Economy

Retail Fuel Prices Unlikely to Drop Immediately After Dangote’s N890/Litre Cut

Despite Dangote Refinery’s decision to reduce its ex-depot price of Premium Motor Spirit (PMS) from N950 to N890 per litre, the anticipated decline in pump prices may not take effect immediately, according to the Petroleum Products Retail Outlets Owners Association of Nigeria (PETROAN).

The National President of PETROAN, Billy Gillis-Harry, acknowledged the significance of the price reduction but highlighted the challenges of implementing immediate retail price adjustments across filling stations nationwide.

“Price changes are not usually instantly applicable, but ultimately it will apply. You can’t see it immediately, because we have already bought products, we have already purchased different kinds of products in our retail outlets at the price it was prior to the changes made,” he said.

Market Realities Delay Price Adjustments

Filling station operators still hold old stock purchased at the previous higher price, making it difficult to reduce pump prices immediately. Industry experts note that retail price reductions will only take effect gradually as new supplies purchased at the lower ex-depot rate reach the market.

Dangote Refinery had announced the price cut on Saturday, February 1, 2025, attributing the adjustment to positive developments in global energy markets and a decline in international crude oil prices.

“As part of Dangote Refinery’s unwavering commitment to transparency and fairness, this price revision reflects the ongoing fluctuations in global crude oil markets, as highlighted in the refinery’s statement on 19th January, when a modest increase was implemented due to the previously rising international crude oil prices.

“In addition, Dangote Petroleum Refinery calls upon marketers to collaborate in this effort, to ensure that these benefits are passed on to the Nigerian populace.

This collective initiative will contribute to the wider economic recovery plan led by His Excellency, President Bola Ahmed Tinubu, who is dedicated to making Nigeria self-sufficient in refined petroleum products and positioning the country as a leading oil export hub,” the refinery stated.

While the Dangote Refinery expressed confidence that the new pricing structure would lead to lower fuel costs and ease the cost of living, PETROAN has urged marketers to ensure the benefits of the reduction reach consumers.

Competition Among Refineries Expected to Lower Prices

Meanwhile, PETROAN has confirmed that its members have started loading petroleum products from the Port Harcourt and Warri refineries, marking a significant shift in local refining capacity.

In a statement at the weekend, PETROAN’s spokesman, Joseph Obele, said the development dispels doubts over the Nigerian National Petroleum Company Limited (NNPC) refineries’ operational status.

“PETROAN members are now loading petroleum products, including Dual-Purpose Kerosene, Automotive Gas Oil, and Premium Motor Spirits,” he said.
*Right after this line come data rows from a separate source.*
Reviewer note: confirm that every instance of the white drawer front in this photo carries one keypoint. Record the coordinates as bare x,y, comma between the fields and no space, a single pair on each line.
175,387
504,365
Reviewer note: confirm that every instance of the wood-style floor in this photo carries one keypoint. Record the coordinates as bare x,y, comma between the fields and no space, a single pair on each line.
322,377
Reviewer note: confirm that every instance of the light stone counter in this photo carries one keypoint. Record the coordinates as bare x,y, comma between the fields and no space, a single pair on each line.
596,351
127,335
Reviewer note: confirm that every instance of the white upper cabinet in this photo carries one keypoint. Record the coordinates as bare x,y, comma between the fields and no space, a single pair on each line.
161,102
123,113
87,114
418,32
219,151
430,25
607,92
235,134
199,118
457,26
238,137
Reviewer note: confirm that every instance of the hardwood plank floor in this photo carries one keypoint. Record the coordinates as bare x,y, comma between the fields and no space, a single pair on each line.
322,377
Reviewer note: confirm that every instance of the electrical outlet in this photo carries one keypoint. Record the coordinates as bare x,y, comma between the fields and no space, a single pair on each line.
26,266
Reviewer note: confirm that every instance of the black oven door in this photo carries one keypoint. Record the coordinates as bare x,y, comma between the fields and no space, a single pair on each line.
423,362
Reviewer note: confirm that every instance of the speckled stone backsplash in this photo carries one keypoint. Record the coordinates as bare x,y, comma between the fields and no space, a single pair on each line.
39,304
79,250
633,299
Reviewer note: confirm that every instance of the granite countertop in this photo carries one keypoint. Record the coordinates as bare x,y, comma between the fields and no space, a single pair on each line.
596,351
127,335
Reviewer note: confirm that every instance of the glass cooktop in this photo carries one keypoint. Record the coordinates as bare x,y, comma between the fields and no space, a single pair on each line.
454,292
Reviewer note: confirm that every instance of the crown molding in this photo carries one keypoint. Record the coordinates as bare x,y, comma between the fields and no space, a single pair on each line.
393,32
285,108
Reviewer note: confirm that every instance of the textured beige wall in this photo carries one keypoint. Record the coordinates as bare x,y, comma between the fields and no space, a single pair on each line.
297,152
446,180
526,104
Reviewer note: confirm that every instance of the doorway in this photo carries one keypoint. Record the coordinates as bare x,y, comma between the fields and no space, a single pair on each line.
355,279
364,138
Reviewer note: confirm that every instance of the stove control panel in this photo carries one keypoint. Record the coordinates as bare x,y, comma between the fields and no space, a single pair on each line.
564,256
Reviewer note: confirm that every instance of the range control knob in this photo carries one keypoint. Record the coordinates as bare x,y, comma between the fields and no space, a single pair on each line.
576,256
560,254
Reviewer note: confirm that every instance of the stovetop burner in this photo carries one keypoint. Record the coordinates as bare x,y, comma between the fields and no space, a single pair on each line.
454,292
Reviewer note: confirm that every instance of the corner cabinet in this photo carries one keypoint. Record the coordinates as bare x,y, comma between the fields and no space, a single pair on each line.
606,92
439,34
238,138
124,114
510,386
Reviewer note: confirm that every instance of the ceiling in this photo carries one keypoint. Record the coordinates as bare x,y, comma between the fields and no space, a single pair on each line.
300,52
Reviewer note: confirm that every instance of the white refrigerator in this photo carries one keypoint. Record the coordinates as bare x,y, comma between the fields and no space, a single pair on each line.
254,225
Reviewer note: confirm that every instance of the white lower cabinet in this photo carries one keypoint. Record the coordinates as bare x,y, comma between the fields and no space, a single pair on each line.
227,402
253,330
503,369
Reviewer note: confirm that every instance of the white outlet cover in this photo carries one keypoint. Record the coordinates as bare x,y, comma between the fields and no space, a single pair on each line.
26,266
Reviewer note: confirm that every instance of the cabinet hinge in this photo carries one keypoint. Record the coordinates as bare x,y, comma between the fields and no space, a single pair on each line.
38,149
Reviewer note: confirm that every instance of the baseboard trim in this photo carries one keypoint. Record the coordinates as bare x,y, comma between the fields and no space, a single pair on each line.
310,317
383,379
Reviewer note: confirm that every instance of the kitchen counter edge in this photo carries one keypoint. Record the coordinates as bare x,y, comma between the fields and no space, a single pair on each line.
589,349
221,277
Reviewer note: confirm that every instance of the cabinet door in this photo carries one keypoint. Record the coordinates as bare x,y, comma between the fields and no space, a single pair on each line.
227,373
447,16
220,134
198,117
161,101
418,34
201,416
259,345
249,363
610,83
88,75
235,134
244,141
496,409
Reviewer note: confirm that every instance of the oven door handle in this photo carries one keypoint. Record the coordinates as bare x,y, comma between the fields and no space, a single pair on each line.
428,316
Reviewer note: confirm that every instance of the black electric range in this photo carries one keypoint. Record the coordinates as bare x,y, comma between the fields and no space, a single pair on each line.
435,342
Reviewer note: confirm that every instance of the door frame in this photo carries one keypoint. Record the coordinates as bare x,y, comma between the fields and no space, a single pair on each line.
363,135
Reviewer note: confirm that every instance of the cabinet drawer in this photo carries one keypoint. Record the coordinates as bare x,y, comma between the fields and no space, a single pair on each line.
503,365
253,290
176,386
“The resurgence of these refineries has sparked intense competition, expected to drive down petroleum prices.

“As Nigerians advocate for lower PMS prices, it is clear that competition is a crucial factor in triggering price reductions.

“The refineries’ revitalisation has brought numerous benefits, including the eradication of adulterated diesel and kerosene from the market.”

According to industry analysts, as more domestic refining capacity comes online and distributors adjust to the new pricing structure, fuel prices are expected to decline in the coming weeks. However, marketers will first clear existing stock before passing on cost reductions to consumers.

While PETROAN has urged its members to align pump prices with the new ex-depot rate, the association also stressed the need for policy consistency and stakeholder collaboration to ensure sustained price stability in the downstream petroleum sector.